The differential immune responses to COVID-19 in peripheral and lung revealed by single-cell RNA sequencing
Gang Xu, Furong Qi, Hanjie Li, Qianting Yang, Haiyan Wang, Xin Wang, Xiaoju Liu, Juanjuan Zhao, Xuejiao Liao, Yang Liu, Lei Liu, Shuye Zhang, Zheng Zhang
Abstract
Abstract Understanding the mechanism that leads to immune dysfunction in severe coronavirus disease 2019 (COVID-19) is crucial for the development of effective treatment. Here, using single-cell RNA sequencing, we characterized the peripheral blood mononuclear cells (PBMCs) from uninfected controls and COVID-19 patients and cells in paired broncho-alveolar lavage fluid (BALF). We found a close association of decreased dendritic cells (DCs) and increased monocytes resembling myeloid-derived suppressor cells (MDSCs), which correlated with lymphopenia and inflammation in the blood of severe COVID-19 patients. Those MDSC-like monocytes were immune-paralyzed. In contrast, monocyte-macrophages in BALFs of COVID-19 patients produced massive amounts of cytokines and chemokines, but secreted little interferons. The frequencies of peripheral T cells and NK cells were significantly decreased in severe COVID-19 patients, especially for innate-like T and various CD8 + T cell subsets, compared to healthy controls. In contrast, the proportions of various activated CD4 + T cell subsets among the T cell compartment, including Th1, Th2, and Th17-like cells were increased and more clonally expanded in severe COVID-19 patients.

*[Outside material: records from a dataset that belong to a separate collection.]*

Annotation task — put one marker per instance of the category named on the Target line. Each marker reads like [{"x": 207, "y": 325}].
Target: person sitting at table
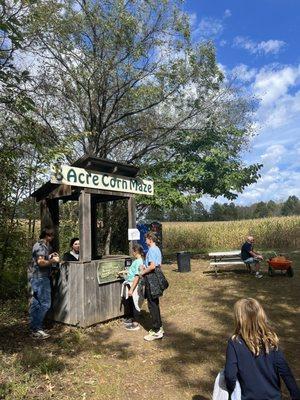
[
  {"x": 250, "y": 257},
  {"x": 73, "y": 254}
]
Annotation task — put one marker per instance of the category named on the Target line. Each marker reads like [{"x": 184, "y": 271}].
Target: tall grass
[{"x": 270, "y": 233}]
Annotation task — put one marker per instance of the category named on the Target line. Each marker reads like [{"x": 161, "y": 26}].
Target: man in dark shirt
[
  {"x": 249, "y": 256},
  {"x": 40, "y": 283}
]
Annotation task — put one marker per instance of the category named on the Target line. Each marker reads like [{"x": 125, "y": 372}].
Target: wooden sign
[{"x": 68, "y": 175}]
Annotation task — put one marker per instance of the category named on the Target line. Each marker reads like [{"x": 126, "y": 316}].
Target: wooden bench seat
[
  {"x": 224, "y": 258},
  {"x": 227, "y": 263}
]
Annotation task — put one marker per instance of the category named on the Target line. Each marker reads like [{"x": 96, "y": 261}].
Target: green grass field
[{"x": 106, "y": 362}]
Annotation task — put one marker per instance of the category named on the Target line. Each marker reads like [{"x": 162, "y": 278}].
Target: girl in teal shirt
[{"x": 131, "y": 313}]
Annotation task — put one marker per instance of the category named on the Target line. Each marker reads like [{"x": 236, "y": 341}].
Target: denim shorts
[{"x": 251, "y": 260}]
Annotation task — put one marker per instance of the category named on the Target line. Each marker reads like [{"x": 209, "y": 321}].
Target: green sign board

Patients’ peripheral T cells showed no sign of exhaustion or augmented cell death, whereas T cells in BALFs produced higher levels of IFNG , TNF , CCL4 , CCL5 , etc. Paired TCR tracking indicated abundant recruitment of peripheral T cells to the severe patients’ lung. Together, this study comprehensively depicts how the immune cell landscape is perturbed in severe COVID-19.